2. Pengobatan dengan Obat

  • Antasida: Digunakan untuk gejala ringan, bekerja cepat menetralkan asam lambung.
  • H2 Receptor Blockers: Obat seperti famotidine membantu mengurangi produksi asam.
  • Proton Pump Inhibitors (PPIs): Obat seperti omeprazole, lansoprazole, dan esomeprazole adalah terapi utama untuk GERD. Menurut NCBI, PPIs terbukti lebih efektif dibanding H2 blockers dalam menyembuhkan esofagitis dan mencegah kekambuhan.

3. Evaluasi Medis

Jika gejala tidak membaik dengan obat bebas atau disertai tanda bahaya seperti penurunan berat badan drastis, muntah darah, atau kesulitan menelan, pasien perlu menjalani pemeriksaan endoskopi atau pH monitoring untuk memastikan diagnosis.

4. Terapi Invasif

Untuk kasus GERD berat yang tidak responsif terhadap obat, prosedur seperti laparoscopic fundoplication atau magnetic sphincter augmentation dapat dipertimbangkan.

FAQ Seputar GERD

1. Apakah GERD sama dengan maag?

Tidak. GERD terjadi karena asam lambung naik ke kerongkongan, sedangkan maag biasanya merujuk pada peradangan di lambung (gastritis).

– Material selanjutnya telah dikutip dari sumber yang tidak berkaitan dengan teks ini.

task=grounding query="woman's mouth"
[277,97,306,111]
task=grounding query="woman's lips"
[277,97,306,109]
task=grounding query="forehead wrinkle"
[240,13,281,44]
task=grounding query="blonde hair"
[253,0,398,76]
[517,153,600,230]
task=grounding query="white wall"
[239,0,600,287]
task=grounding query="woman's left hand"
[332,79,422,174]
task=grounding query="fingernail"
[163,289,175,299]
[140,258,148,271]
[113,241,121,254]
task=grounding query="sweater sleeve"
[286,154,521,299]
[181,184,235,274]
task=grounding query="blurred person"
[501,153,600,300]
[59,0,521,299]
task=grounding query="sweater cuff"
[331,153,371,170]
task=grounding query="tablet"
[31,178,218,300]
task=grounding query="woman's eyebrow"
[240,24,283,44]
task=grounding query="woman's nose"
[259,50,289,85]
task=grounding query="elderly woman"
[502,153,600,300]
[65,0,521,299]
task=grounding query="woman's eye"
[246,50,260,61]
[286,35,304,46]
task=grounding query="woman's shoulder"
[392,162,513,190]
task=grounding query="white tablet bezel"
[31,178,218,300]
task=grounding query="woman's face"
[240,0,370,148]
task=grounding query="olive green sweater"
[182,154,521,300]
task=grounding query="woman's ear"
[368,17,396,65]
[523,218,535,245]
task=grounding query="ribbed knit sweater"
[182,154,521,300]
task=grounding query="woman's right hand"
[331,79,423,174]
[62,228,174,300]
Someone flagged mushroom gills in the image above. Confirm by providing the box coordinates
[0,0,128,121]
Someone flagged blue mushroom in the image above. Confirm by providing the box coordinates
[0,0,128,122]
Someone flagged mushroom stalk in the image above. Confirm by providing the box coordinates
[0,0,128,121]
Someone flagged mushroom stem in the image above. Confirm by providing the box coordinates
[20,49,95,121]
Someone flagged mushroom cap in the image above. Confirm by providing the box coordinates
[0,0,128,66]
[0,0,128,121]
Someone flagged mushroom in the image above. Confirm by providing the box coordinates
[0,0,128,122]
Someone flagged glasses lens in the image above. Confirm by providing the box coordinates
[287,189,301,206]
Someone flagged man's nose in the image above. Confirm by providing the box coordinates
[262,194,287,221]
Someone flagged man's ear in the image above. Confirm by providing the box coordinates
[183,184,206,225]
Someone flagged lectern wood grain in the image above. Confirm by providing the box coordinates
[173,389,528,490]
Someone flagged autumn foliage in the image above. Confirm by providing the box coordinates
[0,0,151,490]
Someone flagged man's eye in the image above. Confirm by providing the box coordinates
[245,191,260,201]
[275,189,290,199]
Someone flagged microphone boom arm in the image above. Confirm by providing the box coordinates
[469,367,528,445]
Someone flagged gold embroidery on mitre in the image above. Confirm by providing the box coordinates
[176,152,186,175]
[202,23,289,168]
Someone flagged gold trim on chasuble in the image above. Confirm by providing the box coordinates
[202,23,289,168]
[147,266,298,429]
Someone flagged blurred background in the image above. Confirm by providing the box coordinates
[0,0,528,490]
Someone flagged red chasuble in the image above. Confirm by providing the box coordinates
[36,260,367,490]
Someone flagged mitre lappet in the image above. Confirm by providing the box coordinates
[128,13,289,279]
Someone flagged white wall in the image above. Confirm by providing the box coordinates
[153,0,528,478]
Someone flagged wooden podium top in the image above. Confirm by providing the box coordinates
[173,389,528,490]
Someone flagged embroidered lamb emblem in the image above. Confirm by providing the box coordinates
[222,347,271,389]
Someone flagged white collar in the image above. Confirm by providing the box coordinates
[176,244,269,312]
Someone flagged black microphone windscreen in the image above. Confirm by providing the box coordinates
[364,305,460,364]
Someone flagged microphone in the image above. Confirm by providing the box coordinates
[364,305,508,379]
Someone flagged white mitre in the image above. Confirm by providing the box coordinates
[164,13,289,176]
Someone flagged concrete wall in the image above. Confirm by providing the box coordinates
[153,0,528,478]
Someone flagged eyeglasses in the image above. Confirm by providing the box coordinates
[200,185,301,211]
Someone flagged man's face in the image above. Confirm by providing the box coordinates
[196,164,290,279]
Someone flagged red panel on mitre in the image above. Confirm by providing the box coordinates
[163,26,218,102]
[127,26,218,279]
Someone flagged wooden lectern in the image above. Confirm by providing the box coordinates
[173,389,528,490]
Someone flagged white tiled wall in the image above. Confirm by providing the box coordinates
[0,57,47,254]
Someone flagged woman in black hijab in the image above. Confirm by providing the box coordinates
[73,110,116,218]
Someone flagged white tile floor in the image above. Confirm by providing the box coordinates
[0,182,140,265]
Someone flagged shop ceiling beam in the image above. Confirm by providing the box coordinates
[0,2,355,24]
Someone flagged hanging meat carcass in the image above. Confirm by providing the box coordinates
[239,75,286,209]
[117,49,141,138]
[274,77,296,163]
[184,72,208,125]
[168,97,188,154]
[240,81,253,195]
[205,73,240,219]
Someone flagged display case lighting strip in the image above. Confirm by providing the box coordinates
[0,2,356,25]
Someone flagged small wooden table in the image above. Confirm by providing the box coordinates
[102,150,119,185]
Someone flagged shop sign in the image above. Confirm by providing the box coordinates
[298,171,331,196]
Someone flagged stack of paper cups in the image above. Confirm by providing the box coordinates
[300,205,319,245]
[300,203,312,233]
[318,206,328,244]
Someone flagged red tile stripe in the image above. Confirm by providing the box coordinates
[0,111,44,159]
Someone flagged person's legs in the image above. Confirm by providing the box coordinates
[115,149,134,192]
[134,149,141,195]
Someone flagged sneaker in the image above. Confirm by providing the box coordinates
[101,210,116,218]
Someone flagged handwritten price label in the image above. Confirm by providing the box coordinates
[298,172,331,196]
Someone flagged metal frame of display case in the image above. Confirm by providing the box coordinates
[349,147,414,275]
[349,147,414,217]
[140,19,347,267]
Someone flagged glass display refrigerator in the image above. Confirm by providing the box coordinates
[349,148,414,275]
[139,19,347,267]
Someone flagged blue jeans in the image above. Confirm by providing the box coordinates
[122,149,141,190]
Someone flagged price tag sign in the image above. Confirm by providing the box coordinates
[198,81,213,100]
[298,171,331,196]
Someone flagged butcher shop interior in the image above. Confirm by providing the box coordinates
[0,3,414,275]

2. Apakah GERD bisa sembuh total?

Sebagian besar kasus bisa dikontrol dengan perubahan gaya hidup dan obat. Namun, pada beberapa orang, GERD bisa menjadi kondisi kronis yang membutuhkan pengobatan jangka panjang.

3. Kapan harus ke dokter jika mengalami gejala GERD?

ika gejala muncul lebih dari dua kali seminggu, tidak membaik dengan obat bebas, atau disertai gejala serius seperti muntah darah, segera periksakan diri.

4. Apakah stres bisa memperburuk GERD?

Ya. Menurut studi dalam Journal of Neurogastroenterology and Motility, stres dapat meningkatkan persepsi nyeri pada kerongkongan sehingga memperparah gejala.

5. Apakah semua penderita GERD harus minum obat seumur hidup?

Tidak selalu. Banyak pasien cukup dengan perubahan gaya hidup ditambah terapi obat jangka pendek. Hanya kasus tertentu yang memerlukan obat jangka panjang.